Ever wonder how the Department of Agriculture validates our food? Food is subject to federal inspection for wholesomeness and must receive a stamp for passing safety and integrity standards if it’s to be sold on supermarket shelves. Great efforts are made to minimize bacterial contamination, but food–borne microbes can still proliferate, which is why safe food handling recommendations are required on all packages. Quality grading isn’t mandatory but many producers choose to include grades on their labels. So what exactly do those USDA shields mean?

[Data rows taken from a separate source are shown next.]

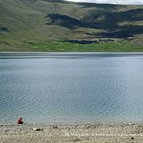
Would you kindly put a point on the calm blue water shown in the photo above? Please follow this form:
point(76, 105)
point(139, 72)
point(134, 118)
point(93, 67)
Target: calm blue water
point(71, 88)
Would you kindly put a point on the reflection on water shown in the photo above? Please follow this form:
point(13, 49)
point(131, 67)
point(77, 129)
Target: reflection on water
point(71, 88)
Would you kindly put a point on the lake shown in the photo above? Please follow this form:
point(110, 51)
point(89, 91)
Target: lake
point(66, 88)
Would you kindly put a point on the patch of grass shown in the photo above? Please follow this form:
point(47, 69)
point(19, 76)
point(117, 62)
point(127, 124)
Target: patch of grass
point(58, 46)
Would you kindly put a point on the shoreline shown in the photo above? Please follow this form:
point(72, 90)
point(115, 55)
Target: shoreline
point(89, 133)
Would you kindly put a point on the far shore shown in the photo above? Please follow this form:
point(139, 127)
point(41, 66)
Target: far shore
point(86, 133)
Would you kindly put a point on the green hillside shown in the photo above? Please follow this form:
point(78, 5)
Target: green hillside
point(56, 25)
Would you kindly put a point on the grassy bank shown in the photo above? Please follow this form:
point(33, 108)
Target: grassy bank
point(59, 46)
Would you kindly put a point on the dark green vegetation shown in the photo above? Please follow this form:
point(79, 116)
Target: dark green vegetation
point(56, 25)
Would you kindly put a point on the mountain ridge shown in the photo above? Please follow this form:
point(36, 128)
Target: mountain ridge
point(47, 25)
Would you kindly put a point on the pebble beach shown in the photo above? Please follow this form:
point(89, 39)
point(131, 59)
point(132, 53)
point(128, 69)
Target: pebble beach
point(94, 133)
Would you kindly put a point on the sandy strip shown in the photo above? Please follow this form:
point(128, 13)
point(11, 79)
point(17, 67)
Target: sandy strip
point(97, 133)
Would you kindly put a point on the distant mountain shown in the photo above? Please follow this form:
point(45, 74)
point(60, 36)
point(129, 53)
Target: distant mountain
point(27, 25)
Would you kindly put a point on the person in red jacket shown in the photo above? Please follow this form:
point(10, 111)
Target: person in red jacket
point(20, 121)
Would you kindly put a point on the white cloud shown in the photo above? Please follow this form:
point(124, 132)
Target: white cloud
point(111, 1)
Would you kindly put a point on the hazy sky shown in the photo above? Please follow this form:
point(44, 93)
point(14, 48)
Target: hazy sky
point(111, 1)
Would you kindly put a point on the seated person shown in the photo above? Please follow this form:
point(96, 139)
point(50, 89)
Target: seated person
point(20, 121)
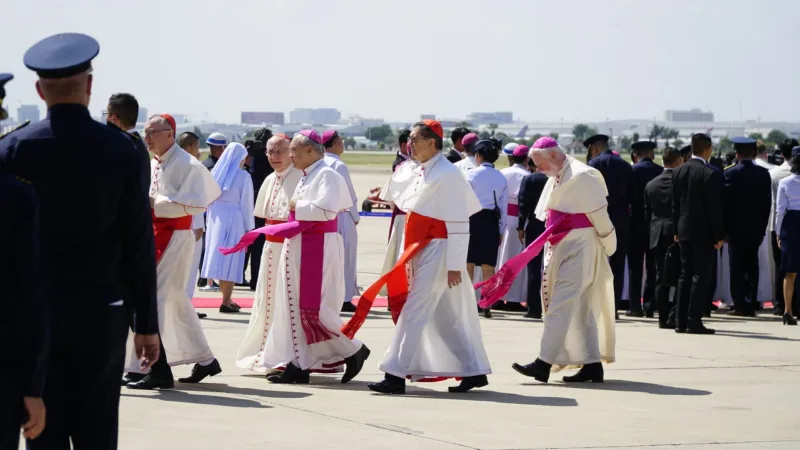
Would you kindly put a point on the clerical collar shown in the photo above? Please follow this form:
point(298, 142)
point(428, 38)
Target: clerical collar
point(308, 170)
point(167, 155)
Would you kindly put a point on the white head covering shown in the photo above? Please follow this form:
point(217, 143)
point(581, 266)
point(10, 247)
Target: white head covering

  • Meat: Beef, lamb, and veal receive 1 of 3 main marks — USDA Prime, USDA Choice, and USDA Good. Most popular is Choice, marking high quality. Prime signifies the highest quality… and most expensive. Good won’t exhibit the same tenderness and juiciness as its higher–grade counterparts, but it’s usually lower in fat.
  • Eggs: While their size has nothing to do with their grade, the condition of their shell and interior consistency do. Grade AA is highest quality, suggesting firm yolks and thick whites. Grade A stands a close second. While Grade B eggs rarely appear in stores, they aren’t harmful if used for baking.
  • Dairy: The highest–quality butter — considered the sweetest — receives Grade AA, but Grade A is still top notch. The Quality Approved shield on cottage cheese and sour cream simply confirms that the cheese was manufactured in a clean plant under USDA supervision.